Should You Buy an Intel Mac or Wait?

Should You Buy an Intel Mac or Wait?

Apple launched what very well may be the last Intel iMac this week, and while we haven’t had nearly enough time with it for a full review yet, early benchmark results reveal an absolute beast of a machine (even if our review unit is loaded with enough stuff to bring the price up to a whopping $6,000+). If your old iMac has been showing its age or you’re just itching to have something new and nice in that hastily organised home office, you’re probably asking yourself if you should buy that new Intel iMac or if you should wait for an iMac with Apple’s own custom processor rumoured to be just around the corner.

While Apple has promised to start shipping Macs loaded with its own silicon later this year, it hasn’t said what those devices actually are, which makes deciding whether to wait or buy even more challenging.

There were early rumours that the iMac would be one of the first devices to get an Apple Silicon makeover. However, recent evidence points to the recently updated MacBook Pro and the MacBook Air, which was last updated in March, as being the first devices with Apple’s ARM-based CPU inside.

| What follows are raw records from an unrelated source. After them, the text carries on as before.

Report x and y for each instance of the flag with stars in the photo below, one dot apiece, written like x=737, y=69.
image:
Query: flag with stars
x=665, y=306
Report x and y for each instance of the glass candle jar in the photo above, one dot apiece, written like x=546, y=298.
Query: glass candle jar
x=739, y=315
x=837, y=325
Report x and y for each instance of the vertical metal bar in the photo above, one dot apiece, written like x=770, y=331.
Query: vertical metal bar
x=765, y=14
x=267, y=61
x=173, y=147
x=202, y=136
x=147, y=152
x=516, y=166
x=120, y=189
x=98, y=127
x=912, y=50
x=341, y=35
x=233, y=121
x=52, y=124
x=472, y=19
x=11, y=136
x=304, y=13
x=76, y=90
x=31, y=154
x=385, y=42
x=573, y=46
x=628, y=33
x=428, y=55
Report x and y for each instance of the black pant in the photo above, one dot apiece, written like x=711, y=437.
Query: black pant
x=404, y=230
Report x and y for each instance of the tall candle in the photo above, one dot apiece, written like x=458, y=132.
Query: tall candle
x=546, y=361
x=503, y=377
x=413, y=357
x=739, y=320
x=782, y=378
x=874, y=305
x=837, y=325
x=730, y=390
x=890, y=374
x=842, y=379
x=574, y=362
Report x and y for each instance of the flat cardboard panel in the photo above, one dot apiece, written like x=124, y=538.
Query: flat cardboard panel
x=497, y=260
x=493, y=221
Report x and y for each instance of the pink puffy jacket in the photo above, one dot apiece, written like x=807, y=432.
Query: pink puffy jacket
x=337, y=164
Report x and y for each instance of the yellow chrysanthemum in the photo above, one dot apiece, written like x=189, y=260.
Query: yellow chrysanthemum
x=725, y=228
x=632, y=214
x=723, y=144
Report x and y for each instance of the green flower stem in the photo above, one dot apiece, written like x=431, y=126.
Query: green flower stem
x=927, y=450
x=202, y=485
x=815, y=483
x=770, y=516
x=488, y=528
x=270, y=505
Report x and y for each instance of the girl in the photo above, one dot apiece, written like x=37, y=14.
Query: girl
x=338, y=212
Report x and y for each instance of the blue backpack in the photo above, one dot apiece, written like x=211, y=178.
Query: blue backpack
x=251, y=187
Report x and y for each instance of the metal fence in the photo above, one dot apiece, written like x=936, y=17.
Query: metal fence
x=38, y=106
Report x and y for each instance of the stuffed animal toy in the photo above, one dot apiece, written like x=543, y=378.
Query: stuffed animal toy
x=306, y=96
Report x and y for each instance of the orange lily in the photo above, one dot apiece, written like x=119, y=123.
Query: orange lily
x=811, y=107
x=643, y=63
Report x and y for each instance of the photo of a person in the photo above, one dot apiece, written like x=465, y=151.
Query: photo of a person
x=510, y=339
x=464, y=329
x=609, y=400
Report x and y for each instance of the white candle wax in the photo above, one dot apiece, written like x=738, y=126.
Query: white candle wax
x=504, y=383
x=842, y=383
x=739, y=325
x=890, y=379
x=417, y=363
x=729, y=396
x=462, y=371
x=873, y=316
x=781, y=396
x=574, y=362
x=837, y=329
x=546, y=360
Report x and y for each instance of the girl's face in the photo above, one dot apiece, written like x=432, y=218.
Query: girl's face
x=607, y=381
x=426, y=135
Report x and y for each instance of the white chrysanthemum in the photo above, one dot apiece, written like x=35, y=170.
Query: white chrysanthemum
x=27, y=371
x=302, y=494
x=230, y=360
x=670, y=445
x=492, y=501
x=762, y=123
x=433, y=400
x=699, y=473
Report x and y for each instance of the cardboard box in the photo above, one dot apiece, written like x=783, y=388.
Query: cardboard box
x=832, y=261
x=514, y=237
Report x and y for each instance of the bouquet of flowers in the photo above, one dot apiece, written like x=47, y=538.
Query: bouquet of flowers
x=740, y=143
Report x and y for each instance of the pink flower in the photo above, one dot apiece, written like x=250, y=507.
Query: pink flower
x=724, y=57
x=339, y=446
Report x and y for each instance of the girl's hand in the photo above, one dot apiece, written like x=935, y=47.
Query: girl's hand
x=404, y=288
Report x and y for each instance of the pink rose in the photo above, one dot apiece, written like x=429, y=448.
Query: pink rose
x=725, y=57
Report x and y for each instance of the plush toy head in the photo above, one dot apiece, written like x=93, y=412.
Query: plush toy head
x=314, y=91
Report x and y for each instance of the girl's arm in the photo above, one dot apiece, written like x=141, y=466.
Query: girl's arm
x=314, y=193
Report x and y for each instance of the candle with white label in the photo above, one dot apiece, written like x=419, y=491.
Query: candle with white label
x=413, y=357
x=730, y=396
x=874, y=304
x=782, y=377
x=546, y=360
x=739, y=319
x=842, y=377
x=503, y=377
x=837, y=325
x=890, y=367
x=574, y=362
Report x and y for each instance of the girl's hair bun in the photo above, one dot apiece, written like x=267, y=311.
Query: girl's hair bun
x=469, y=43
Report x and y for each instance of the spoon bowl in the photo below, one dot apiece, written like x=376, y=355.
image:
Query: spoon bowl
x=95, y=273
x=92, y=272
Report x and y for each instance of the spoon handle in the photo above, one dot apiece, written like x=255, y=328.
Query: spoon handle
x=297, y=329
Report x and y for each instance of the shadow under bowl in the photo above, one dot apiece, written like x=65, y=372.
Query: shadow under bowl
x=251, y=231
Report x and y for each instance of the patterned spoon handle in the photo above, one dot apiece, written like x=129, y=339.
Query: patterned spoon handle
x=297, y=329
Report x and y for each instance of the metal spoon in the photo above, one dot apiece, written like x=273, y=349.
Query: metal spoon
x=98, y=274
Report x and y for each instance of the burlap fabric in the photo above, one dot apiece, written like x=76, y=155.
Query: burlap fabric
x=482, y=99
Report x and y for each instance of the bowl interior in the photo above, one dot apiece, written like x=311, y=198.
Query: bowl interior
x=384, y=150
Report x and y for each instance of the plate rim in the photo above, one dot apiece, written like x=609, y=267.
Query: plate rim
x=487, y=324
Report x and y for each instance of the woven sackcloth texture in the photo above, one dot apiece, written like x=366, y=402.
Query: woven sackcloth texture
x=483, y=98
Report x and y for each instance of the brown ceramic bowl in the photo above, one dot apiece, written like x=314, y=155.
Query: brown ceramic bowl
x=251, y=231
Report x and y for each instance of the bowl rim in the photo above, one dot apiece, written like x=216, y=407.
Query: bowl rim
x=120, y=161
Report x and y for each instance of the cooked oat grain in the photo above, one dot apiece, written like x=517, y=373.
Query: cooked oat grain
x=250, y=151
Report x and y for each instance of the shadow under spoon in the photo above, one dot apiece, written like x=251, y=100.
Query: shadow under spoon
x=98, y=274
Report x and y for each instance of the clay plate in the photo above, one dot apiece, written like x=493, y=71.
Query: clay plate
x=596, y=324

But here’s the thing: For the first time in half a decade, Apple is actually in lockstep with Intel, releasing products that have the latest Intel processors inside. Traditionally, Apple products carried Intel CPUs a year or more out of date ” in one truly egregious period, the company was trying to sell laptops with 5-year-old processors at full price.

But that’s not the case right now! If you buy an Apple device it’s going to have a (custom) Intel processor coming from the same generation as its competitors. Despite ARM being just around the river bend, there’s never really been a better time to buy an Apple laptop or desktop.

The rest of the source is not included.